ساختار مغز در ارتباط با علائم افسردگی افکار خودکار پیش بینی شده در افراد سالم

Previous behavioral studies have examined the correlation between personality and depression, and between negative automatic thoughts and depression, respectively. Little is known, however, about the relationships among these three factors. Even less is known about how variations in brain structure are related to negative automatic thoughts, which are thought to mediate the association between personality traits and depressive symptoms. A total of 298 healthy participants underwent magnetic resonance imaging and completed the following questionnaires: a Neuroticism scale, the Automatic Thoughts Questionnaire (ATQ), and the Self-Rating Depression Scale (SDS). We first investigated the relationships among the three questionnaires and found that the ATQ was a mediator between the Neuroticism scale and the SDS. Then, we investigated the neuroanatomical correlates of the ATQ in the participants using voxel-based morphometry.
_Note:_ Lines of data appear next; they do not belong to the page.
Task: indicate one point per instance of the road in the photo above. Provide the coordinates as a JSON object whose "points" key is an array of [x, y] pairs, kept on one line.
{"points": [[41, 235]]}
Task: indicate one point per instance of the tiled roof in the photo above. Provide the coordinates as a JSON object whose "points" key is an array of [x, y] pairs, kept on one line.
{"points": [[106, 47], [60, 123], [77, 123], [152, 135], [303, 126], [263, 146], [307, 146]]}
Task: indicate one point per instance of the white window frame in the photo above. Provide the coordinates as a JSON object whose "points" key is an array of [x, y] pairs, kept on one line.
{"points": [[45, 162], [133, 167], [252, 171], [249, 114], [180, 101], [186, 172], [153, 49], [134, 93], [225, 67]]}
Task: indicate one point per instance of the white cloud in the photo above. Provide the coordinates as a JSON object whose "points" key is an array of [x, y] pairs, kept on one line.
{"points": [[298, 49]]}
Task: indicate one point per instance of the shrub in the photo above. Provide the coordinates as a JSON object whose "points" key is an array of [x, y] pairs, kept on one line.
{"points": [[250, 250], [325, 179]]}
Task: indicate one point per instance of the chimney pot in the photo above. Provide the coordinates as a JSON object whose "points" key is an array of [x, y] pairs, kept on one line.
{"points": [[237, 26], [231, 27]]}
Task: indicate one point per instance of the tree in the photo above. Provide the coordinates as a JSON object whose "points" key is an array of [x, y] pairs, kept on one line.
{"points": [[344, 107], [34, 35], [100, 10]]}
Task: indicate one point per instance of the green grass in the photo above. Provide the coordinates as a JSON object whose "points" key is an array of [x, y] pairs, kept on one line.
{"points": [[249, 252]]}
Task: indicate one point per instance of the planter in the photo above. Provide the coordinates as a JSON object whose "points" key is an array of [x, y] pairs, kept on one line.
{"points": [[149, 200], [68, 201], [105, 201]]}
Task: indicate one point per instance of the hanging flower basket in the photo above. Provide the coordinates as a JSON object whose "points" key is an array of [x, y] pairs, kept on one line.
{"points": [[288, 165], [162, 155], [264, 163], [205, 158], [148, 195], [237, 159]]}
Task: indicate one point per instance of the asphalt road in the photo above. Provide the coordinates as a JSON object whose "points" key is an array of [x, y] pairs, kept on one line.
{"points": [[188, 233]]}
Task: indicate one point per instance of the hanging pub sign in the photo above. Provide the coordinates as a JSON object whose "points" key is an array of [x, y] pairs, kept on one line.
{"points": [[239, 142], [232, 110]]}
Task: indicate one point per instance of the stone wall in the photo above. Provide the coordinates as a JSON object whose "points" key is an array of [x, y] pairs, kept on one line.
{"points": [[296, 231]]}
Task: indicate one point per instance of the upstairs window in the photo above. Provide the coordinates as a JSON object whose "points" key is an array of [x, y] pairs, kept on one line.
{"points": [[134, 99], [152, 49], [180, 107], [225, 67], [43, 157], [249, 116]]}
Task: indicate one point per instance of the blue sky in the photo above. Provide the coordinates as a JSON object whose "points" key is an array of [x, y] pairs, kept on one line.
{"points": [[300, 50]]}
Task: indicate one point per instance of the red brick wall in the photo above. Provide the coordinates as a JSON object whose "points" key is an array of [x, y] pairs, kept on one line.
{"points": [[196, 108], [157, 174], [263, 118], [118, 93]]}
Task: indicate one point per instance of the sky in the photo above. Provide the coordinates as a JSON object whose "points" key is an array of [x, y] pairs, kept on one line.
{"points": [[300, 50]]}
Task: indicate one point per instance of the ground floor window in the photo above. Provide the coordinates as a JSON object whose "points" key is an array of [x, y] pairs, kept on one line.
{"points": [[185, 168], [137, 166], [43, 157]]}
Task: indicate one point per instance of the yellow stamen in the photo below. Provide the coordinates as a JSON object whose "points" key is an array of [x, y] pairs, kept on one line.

We found that the ATQ was significantly positively correlated with the gray matter volume of the parahippocampal gyrus (PHG). Structural Equation Modeling revealed that negative automatic thoughts mediated the relationship between the GMV of the parahippocampal gyrus and depression. Moreover, the interaction between parahippocampal gyrus volume and neuroticism predicted automatic thoughts. These findings highlight that negative automatic thoughts might be a good predictor of depression outcome.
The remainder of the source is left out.